TV-Series
Description
The unnamed male protagonist, known only as Watashi, is a tall and lanky third-year Kyoto University student with black hair, pale skin, blue eyes, and glasses. He typically wears a white collared shirt and blue pants. Entering college yearning for an idealized rose-colored campus life and romance with a raven-haired maiden, he repeatedly faces disillusionment as reality falls short. Trapped in recurring narrative loops across multiple timelines, he joins different student circles such as the tennis club, film society, literary circle, and clandestine organizations, each time hoping for a better outcome but encountering similar disappointments.
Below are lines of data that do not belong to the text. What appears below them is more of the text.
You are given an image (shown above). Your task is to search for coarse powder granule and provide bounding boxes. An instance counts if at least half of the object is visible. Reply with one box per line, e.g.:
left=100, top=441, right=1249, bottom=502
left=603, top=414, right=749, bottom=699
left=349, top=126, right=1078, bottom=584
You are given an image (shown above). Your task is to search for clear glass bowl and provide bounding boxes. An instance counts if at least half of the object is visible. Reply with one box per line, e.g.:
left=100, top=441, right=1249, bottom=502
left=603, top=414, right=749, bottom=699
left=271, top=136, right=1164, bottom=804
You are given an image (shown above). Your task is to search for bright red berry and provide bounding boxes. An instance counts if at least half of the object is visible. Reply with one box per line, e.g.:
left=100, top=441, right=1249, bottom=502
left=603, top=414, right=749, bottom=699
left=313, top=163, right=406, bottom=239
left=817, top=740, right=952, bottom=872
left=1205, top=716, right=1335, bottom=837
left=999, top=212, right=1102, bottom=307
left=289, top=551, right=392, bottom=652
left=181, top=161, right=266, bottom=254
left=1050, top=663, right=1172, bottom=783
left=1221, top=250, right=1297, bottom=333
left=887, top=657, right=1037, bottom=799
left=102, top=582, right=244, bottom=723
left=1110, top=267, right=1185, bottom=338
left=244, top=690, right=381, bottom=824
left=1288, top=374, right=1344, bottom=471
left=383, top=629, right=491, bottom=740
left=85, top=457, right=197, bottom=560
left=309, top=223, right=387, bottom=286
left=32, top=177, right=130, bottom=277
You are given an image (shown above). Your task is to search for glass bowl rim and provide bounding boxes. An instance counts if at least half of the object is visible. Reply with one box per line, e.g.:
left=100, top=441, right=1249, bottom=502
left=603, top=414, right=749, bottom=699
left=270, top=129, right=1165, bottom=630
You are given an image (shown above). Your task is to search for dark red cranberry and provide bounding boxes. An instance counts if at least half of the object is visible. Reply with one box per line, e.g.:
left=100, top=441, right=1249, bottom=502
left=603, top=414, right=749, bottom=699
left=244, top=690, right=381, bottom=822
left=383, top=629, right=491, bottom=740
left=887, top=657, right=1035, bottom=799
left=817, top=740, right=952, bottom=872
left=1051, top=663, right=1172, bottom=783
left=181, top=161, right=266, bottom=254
His troublesome acquaintance Ozu, whom he perceives as a demonic or impish figure connected by a black thread of fate, often influences his choices. Despite resenting Ozu’s manipulations, he remains dependent on their friendship, the only constant relationship through the timelines. He harbors persistent romantic feelings for Akashi, a stoic second-year engineering student who fears moths, but struggles to act on them or return her lost mochiguman keychain. Internally, he battles his libido, represented by a cowboy named Johnny, and grapples with his self-image as a bitter Black Cupid who sabotages relationships. In one incident triggered when Ozu spills Coca-Cola on the only air conditioner remote in their apartment building, a time machine is discovered, and he participates in time travel attempts to retrieve the remote. At one point he hides in a closet for an entire day to avoid disrupting past events. Later, he becomes trapped in a metaphysical tatami maze embodying his isolation and regret, growing a Beard of Sorrow before escaping by rejecting the pursuit of idealized alternatives and accepting his current reality, including imperfect relationships with Akashi and Ozu. A time traveler from the future named Tamura, strongly implied to be Akashi’s son, confirms that the protagonist eventually forms a lasting romantic relationship with her. Throughout his journey, he serves as an unreliable narrator whose rapid-fire, self-reflective narration and biased perceptions shape how other characters appear to him.